Written on July 17, 2016
Author: Lewis Gavin

Real Time Analytics with Spark Streaming

Spark streaming header

I’m quite a big fan of Spark. I recently did a post on [improving spark code performance] (https://www.lewisgavin.co.uk/spark-performance-tuning-improve-performance/) and in this post, I want to delve into the Spark Streaming API.

How does it work?

The Spark Streaming API works in a micro batch mode. Processing a micro batch a time but in a distributed mode. This means you can perform computations on very small batches of data, over and over, replacing or updating the result in near real time.

Spark Streaming

*Picture taken from official spark docs

The key reason the Spark Streaming API has become so popular though, is due to its simplicity. It runs on Spark so transparently your Spark Streaming RDD can be joined with a static RDD. With the syntax and functions being so similar to that of standard RDDs, you can pick it up very easily. You can even migrate a static application to a streaming one with some very minor tweaks.

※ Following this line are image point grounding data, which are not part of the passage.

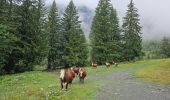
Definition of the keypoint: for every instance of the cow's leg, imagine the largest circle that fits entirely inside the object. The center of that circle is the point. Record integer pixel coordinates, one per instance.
(61, 85)
(66, 85)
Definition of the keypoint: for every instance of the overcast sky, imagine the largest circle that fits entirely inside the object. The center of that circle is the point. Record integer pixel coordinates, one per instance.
(154, 14)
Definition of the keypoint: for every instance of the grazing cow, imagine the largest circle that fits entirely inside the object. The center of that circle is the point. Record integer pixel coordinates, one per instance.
(75, 69)
(107, 64)
(94, 65)
(82, 74)
(66, 78)
(114, 63)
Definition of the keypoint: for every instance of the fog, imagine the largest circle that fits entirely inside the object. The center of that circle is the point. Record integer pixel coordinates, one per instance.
(154, 14)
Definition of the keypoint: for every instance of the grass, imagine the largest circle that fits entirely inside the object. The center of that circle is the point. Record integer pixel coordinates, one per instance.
(157, 71)
(38, 85)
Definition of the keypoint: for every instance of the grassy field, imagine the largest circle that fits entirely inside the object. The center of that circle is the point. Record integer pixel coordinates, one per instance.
(157, 71)
(39, 85)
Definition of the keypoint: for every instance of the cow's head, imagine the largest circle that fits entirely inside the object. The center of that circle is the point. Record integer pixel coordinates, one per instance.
(62, 73)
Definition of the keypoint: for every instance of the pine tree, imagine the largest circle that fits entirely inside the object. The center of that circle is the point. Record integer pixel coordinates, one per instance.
(114, 38)
(105, 34)
(9, 21)
(75, 47)
(132, 34)
(55, 42)
(165, 47)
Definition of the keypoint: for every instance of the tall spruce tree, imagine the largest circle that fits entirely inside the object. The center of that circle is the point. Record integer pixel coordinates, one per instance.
(165, 47)
(9, 21)
(75, 47)
(105, 34)
(31, 33)
(132, 33)
(55, 40)
(114, 38)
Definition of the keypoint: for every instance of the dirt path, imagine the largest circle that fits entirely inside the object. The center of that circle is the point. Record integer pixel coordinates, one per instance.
(122, 86)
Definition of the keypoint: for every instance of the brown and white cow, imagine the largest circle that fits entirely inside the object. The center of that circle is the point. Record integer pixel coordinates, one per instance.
(72, 71)
(82, 74)
(66, 78)
(94, 65)
(107, 64)
(75, 69)
(115, 63)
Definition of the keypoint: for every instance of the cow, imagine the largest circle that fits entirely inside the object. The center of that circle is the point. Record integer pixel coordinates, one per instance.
(107, 64)
(75, 69)
(94, 65)
(114, 63)
(66, 78)
(82, 74)
(73, 73)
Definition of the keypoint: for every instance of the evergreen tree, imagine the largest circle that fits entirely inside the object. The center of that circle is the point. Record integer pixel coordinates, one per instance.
(105, 34)
(55, 42)
(132, 33)
(9, 21)
(114, 46)
(165, 47)
(75, 47)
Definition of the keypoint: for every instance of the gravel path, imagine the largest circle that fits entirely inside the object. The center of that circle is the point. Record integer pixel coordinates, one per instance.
(122, 86)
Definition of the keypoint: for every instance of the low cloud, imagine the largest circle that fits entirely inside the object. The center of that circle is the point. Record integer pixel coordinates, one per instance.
(154, 14)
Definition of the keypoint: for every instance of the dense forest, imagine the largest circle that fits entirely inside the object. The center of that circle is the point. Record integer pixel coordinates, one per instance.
(30, 35)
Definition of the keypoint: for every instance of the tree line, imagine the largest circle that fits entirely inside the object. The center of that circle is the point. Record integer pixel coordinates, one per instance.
(30, 34)
(157, 49)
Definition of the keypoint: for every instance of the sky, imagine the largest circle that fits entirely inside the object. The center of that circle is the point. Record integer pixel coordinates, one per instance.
(154, 14)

val config = new SparkConf().setAppName("stream-test")
val sc = new SparkContext(config)

val ssc = new StreamingContext(sc, Seconds(10))

The above code snippet shows how simple it is to set up a Spark streaming context. You simply give it a Spark context and a time in seconds. This time represents the size of your batch within your DStream. Which is where we go next…

DStreams and Batches

A DStream is a stream of data. It is managed in Spark as a continuous stream of RDD’s. Each RDD holds data for a specific amount of time. The amount of time is decided by the second parameter we discussed above. For example, if you set your StreamingContext up as we did above, with a 10 second batch; Our DStream will be a continuous stream of RDD’s holding 10 seconds worth of data.

Depending on how much data your source produces a second should help decide what this number should be. If you are connecting to twitter and your window is a 60 seconds, you may find your RDD’s are rather large due to the vast amount of data being produced by the source. This is something you should consider for performance reasons.

So our DStreams are a continuous stream of RDD’s. So it shouldn’t be a surprise that we can perform RDD like operations on them.

 //create stream using TwitterUtils
 val stream = TwitterUtils.createStream(ssc, None)
 
 //Filter out any tweets that are retweets
 val noRetweetsStream = stream.filter(tweet => !tweet.isRetweet())
 //Grab just the text from each tweet
 val tweetStream = noRetweetsStream.map(tweet => tweet.getText())
 
 //print 5 tweets from each RDD batch
 tweetStream.foreachRDD{ rdd => rdd.take(5).foreach(println) }
 

In the above example, we simply take in some tweets, filter out retweets, obtain the tweet content and print them out. We could have done any number of things here such as sentiment analysis or word counts to find out the most common words being used right now. If we were to convert the output to a JSON object and this data could then be sent in a format ready to be visualised by D3.js for example.

Use Cases

There are a hundred and one use cases for the Spark Streaming API. The one given in most examples is that of a real time sentiment analytics engine for Twitter. Streaming tweets of a particular subject through spark, running sentiment analytics on all the words within the tweets. Then outputting the results to be reported on by a visualisation library such as D3.js.

To get this simple use case working, you first need to sign up to the twitter applications page to receive some authentication tokens.

You then build your Spark Streaming context, initialise the twitter stream as shown above and you’re set to go.

Flat map the words from your set of tweets within your window.
Check for positive and negative words against a reference list.
Then do a reduce to get the word count and keep the top 50.
Keep doing this and join back to your “current” dataset and you’ll have the current top 50 words used on twitter for a specific subject along with their sentiment.

This can give you a real time picture of the sentiment surrounding the particular subject matter at this point in time. With some added context of the common words being used.

Wrap up

As always I hope this post has been informative and gives a good background of the Spark Streaming API. I would love to hear your feedback or see any spark streaming applications you have built off the back of this post!